Choć jego niesłabnąca popularność koncertowa w Stanach liczy już ponad dwie dekady, to muzyk ten nie jest znany polskiej publiczności z występów na żywo. James gra płynnie na saksofonach tenorowym, altowym i sopranowym oraz komponuje utwory, z których niektóre stały się przebojami soul-jazzu. W 2013 r. otrzymał Grammy za najlepszy popowy album instrumentalny.
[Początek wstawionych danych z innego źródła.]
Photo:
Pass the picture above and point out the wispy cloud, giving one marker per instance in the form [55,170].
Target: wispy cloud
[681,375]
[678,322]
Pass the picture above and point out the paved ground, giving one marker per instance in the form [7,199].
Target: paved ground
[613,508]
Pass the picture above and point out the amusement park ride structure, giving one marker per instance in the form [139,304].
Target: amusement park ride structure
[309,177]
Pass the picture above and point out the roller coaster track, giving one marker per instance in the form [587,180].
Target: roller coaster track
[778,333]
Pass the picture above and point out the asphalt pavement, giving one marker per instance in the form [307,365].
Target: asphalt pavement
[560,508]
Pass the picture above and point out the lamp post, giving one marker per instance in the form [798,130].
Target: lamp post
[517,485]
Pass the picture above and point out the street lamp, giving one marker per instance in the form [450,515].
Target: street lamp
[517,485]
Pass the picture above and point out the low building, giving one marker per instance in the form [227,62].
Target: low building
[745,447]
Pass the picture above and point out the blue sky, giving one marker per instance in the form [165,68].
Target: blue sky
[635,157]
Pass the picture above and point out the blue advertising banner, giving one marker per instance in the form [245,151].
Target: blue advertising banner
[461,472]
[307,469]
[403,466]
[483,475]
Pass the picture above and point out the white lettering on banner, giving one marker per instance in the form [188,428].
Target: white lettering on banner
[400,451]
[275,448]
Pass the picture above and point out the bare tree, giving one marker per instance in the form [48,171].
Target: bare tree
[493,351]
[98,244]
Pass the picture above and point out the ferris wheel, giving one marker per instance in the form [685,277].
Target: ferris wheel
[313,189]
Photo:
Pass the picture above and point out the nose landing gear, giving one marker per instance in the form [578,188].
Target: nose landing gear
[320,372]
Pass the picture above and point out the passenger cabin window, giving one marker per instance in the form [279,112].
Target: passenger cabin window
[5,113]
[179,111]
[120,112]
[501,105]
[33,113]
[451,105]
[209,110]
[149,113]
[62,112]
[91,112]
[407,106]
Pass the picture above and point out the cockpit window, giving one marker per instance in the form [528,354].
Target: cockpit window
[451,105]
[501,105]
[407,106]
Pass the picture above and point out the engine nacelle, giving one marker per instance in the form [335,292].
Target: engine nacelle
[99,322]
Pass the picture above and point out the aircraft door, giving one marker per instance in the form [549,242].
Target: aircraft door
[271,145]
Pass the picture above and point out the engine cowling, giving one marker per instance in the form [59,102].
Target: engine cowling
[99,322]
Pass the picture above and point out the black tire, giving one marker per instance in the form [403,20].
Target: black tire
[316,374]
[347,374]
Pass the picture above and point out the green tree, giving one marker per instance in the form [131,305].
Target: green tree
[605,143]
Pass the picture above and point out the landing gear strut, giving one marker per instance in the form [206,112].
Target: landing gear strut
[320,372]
Słuchając jego płyt, nietrudno nie mieć skojarzeń z twórczością jakże popularnego saksofonisty Kenny`go G. Ton saksofonów Jamesa jest wprawdzie bardziej aksamitny, lecz pełne sentymentu prowadzenie linii tematów i partii improwizowanych pozostaje na podobnym poziomie emocjonalnym. Brak w tym wszystkim szczypty zadziorności czy pikanterii, by muzyka na płycie nie stanowiła tylko tła dla towarzyskich spotkań.
Cenny wkład w repertuar płyty wniósł bogaty głos Lalah Hathaway w utworze "Coastin’" i szkoda, że zaśpiewała tylko raz. Instrumentacja dziesięciu utworów na płycie jest dość podobna.
Pewien wyłom w przyjętej stylistyce stanowią kompozycje "Intention" i "Bring It Back", w których intensywniejsza instrumentacja i hip-hopowy rytm emanują mocniejszym przekazem. Oprócz popisów solowych lidera, wypełniających większość materiału, do głosu dochodzą z rzadka trębacz, gitarzysta, a nawet harfista.